Lorenzo Shipping wins petition to drop BIR’s P2B tax case

0
794

The Philippine Commission on Tax Appeals (CTA) has granted Lorenzo Shipping Corporation’s (LSC) petition to cancel the P2-billion tax deficiency case filed against the domestic liner by the Bureau of Internal Revenue (BIR).

The CTA Third Division, in a 25-page decision penned by Associate Justice Ma.
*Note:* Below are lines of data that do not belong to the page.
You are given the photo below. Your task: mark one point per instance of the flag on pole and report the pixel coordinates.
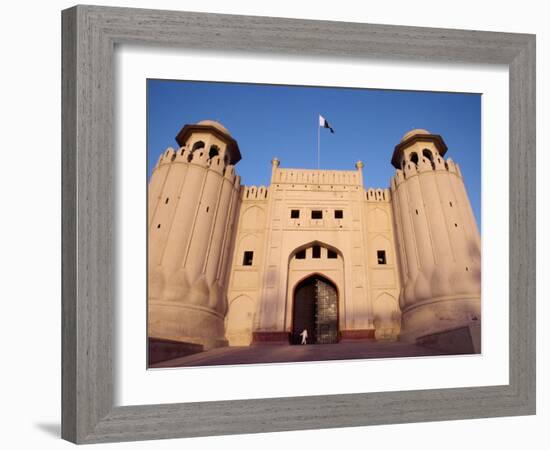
(323, 123)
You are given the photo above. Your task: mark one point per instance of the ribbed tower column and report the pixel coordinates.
(435, 229)
(194, 190)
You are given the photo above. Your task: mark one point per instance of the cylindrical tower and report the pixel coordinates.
(438, 240)
(191, 207)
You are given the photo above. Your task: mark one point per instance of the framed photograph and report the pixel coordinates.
(246, 199)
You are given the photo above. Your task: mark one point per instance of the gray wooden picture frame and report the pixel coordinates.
(90, 34)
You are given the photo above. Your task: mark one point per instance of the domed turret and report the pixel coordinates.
(438, 238)
(214, 124)
(194, 193)
(414, 132)
(211, 137)
(414, 143)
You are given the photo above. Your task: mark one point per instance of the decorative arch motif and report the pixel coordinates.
(313, 244)
(315, 311)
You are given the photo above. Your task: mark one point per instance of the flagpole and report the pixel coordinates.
(318, 144)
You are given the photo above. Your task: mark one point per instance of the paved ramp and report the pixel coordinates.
(262, 354)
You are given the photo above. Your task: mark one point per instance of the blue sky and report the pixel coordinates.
(281, 121)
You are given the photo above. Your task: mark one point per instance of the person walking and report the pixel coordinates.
(304, 336)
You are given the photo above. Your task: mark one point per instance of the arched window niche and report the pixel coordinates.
(427, 153)
(214, 151)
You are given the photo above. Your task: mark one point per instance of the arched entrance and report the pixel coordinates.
(315, 309)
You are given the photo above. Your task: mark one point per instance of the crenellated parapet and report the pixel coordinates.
(254, 193)
(377, 195)
(424, 165)
(316, 177)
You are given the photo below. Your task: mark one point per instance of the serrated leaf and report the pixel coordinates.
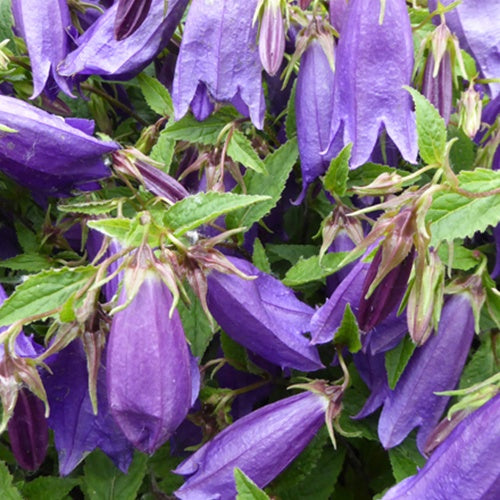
(156, 95)
(405, 459)
(8, 490)
(431, 129)
(313, 269)
(48, 488)
(200, 208)
(336, 176)
(240, 150)
(348, 333)
(43, 292)
(279, 165)
(205, 132)
(453, 215)
(246, 488)
(396, 360)
(103, 481)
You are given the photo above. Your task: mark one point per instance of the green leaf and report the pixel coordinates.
(259, 257)
(453, 215)
(348, 332)
(312, 269)
(27, 262)
(240, 149)
(43, 292)
(405, 459)
(103, 481)
(206, 132)
(246, 488)
(431, 129)
(396, 360)
(8, 490)
(200, 208)
(48, 488)
(156, 95)
(336, 176)
(279, 165)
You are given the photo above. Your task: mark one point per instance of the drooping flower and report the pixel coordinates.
(43, 152)
(263, 315)
(150, 376)
(44, 26)
(219, 58)
(99, 53)
(434, 367)
(374, 60)
(464, 466)
(261, 444)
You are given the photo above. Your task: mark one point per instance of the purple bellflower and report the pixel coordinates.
(263, 315)
(464, 466)
(434, 367)
(261, 444)
(374, 60)
(219, 60)
(44, 26)
(152, 382)
(99, 53)
(43, 152)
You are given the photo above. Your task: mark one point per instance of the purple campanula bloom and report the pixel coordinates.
(219, 58)
(313, 105)
(150, 374)
(261, 444)
(373, 62)
(263, 315)
(77, 431)
(464, 466)
(434, 367)
(45, 153)
(44, 26)
(99, 53)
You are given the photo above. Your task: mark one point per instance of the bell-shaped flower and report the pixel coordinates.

Belen Ringpis-Liban, said BIR’s undated final assessment notice (FAN) assessing LSC’s deficiency taxes totalling P2 billion, including interest, surcharges, and compromise penalties for taxable year 2008, “is cancelled and set aside.”

“The CTA ruled that the BIR’s Final Assessment Notice issued against the Corporation was not a valid formal assessment notice since it did not contain a specific date or period within which the alleged tax liabilities of the Corporation should be settled or paid,” LSC said in a disclosure to the Philippine Stock Exchange on July 3. The carrier said it received the decision dated June 28 on July 2.

The case stemmed from when LSC on April 18, 2013 received from BIR an undated FAN and undated audit result/assessment notice assessing the domestic carrier for alleged deficiency income tax (P1.494 billion), value-added tax (P424.741 million), withholding tax on compensation (P22.727 million), expanded withholding tax (P44.106 million), fringe benefits tax (P15.895 million), and documentary stamp tax (P7.069 million), inclusive of interest and compromise penalty.

CTA in its decision said “a careful scrutiny of the records shows that for each of the enclosed Audit Result/Assessment Notices referred to in the FAN, there is no indicia of any definite period or a date certain within which Petitioner must pay the alleged deficiency assessment.”

It added that due dates in the enclosed audit result/assessment notices for all the assessment items were either left blank or unaccomplished.

Citing the case Commissioner of Internal Revenue v. Pascor Realty and Development Corporation, CTA said the Supreme Court (SC) categorically pronounced that an assessment contains not only a computation of tax liabilities, but also a demand for payment within a prescribed period.

Citing another case, Commissioner of Internal Revenue v. Fitness By Design, Inc., CTA said the SC cancelled the FAN as well as the audit result/assessment notice for failure to contain a definite period for payment of the tax assessed. According to the SC, this lack negates BIR’s demand for payment.

“It must be emphasized that the date certain for the payment of tax liabilities is indispensable in an assessment as it dictates the time when the penalties, surcharges and interest begin to accrue against. The uncertainty in the date of payment is a far cry from the basic requirement, viz., a definite demand to immediately pay the assessed tax liabilities within a time certain,” the decision states.

LSC said the BIR has 15 days to file a motion for reconsideration or motion for new trial before the same CTA division upon receipt of the decision.